A new perspective on the Propagation-Separation approach: Taking advantage of the propagation condition
Saskia Becker, Peter Math\'e

TL;DR
This paper offers a new perspective on the Propagation-Separation method by analyzing a simplified version without the memory step, introducing a novel strategy for the adaptation parameter to improve stability and propagation in local constant functions with sharp discontinuities.
Contribution
It provides a theoretical analysis of the simplified Propagation-Separation algorithm and proposes a new strategy for selecting the adaptation parameter to enhance performance.
Findings
The simplified algorithm maintains stability without the memory step.
A new adaptation parameter strategy improves propagation in discontinuous regions.
Theoretical guarantees are established for local constant functions with sharp edges.
Abstract
The Propagation-Separation approach is an iterative procedure for pointwise estimation of local constant and local polynomial functions. The estimator is defined as a weighted mean of the observations with data-driven weights. Within homogeneous regions it ensures a similar behavior as non-adaptive smoothing (propagation), while avoiding smoothing among distinct regions (separation).
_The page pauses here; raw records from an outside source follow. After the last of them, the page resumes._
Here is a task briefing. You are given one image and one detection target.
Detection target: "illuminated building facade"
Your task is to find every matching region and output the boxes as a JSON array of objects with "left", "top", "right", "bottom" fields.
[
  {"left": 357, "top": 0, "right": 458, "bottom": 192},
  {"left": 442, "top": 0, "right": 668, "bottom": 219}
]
In order to enable a proof of stability of estimates, the authors of the original study introduced an additional memory step aggregating the estimators of the successive iteration steps. Here, we study theoretical properties of the simplified algorithm, where the memory step is omitted. In particular, we introduce a new strategy for the choice of the adaptation parameter yielding propagation and stability for local constant functions with sharp discontinuities.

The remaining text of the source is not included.